Die AXA setzt bereits seit Jahren auf Nachhaltigkeit – auch bei ihren Anlagen. Welche Schwerpunkte die AXA verfolgt und was diese für die Anlageentscheide bedeuten, erläutert Daniel Gussmann, Chief Investment Officer der AXA Schweiz, im Interview.
Daniel Gussmann, welche Rolle spielen nachhaltige Anlagen bei der AXA?

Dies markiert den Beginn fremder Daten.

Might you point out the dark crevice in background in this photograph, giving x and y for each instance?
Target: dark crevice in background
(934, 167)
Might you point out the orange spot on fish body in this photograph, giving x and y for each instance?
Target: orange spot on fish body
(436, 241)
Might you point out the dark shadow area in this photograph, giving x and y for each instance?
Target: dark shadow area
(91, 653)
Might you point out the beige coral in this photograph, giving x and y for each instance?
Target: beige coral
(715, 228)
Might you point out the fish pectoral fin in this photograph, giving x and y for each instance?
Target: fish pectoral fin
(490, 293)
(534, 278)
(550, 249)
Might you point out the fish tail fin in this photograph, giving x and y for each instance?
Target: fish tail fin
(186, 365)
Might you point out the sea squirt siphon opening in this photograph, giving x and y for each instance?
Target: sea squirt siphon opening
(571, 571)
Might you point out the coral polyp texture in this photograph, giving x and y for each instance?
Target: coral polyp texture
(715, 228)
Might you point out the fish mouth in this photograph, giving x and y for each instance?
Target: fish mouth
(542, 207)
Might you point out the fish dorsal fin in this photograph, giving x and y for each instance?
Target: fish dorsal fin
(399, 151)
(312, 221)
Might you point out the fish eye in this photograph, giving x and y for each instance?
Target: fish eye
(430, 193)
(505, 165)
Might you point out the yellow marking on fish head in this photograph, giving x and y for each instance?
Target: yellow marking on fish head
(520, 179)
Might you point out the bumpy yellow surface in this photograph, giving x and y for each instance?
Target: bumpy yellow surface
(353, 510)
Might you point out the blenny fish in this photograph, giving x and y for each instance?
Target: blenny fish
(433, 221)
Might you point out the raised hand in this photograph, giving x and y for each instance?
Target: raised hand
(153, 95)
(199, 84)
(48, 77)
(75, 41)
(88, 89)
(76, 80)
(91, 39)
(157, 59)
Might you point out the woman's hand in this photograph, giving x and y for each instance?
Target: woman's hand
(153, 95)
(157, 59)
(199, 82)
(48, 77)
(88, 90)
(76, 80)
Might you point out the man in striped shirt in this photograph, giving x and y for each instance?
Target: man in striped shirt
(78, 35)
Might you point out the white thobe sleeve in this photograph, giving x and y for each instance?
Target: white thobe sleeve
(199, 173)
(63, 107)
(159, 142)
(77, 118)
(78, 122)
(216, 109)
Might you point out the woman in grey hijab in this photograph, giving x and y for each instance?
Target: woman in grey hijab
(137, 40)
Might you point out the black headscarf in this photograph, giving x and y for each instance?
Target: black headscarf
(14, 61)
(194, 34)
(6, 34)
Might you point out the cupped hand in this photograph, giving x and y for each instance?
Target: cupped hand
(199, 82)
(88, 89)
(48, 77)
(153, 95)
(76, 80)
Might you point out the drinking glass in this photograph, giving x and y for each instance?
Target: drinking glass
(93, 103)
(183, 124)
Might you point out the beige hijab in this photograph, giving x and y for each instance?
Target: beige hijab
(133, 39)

Als Versicherer sind wir von Klimaereignissen und anderen globalen Risiken direkt betroffen, daher beschäftigen wir uns schon sehr lange und intensiv mit diesen Themen. Es gehört zu unserem ureigensten Interesse, für eine nachhaltige und gesunde Welt zu sorgen. Die AXA ist deshalb bestrebt, in Nachhaltigkeitsthemen eine Pionierrolle einzunehmen. Wir sind überzeugt, dass ein verantwortungsbewusster und nachhaltiger Einsatz sämtlicher Ressourcen langfristig für alle Beteiligten mehr Wert schafft – sowohl für unsere Kundinnen und Kunden als auch für die Gesellschaft als Ganzes.
Ist Nachhaltigkeit nicht einfach eine Notwendigkeit der heutigen Zeit?
Das ist so. Man kann sich heute als Firma den Nachhaltigkeitsdiskussionen nicht mehr entziehen. Es gibt aber sehr grosse Unterschiede, wie stark Firmen das Thema tatsächlich in ihr Geschäftsmodell integriert haben. Wenn man es ernst meint, reicht es nicht, nur darüber zu sprechen.
Was macht die AXA konkret?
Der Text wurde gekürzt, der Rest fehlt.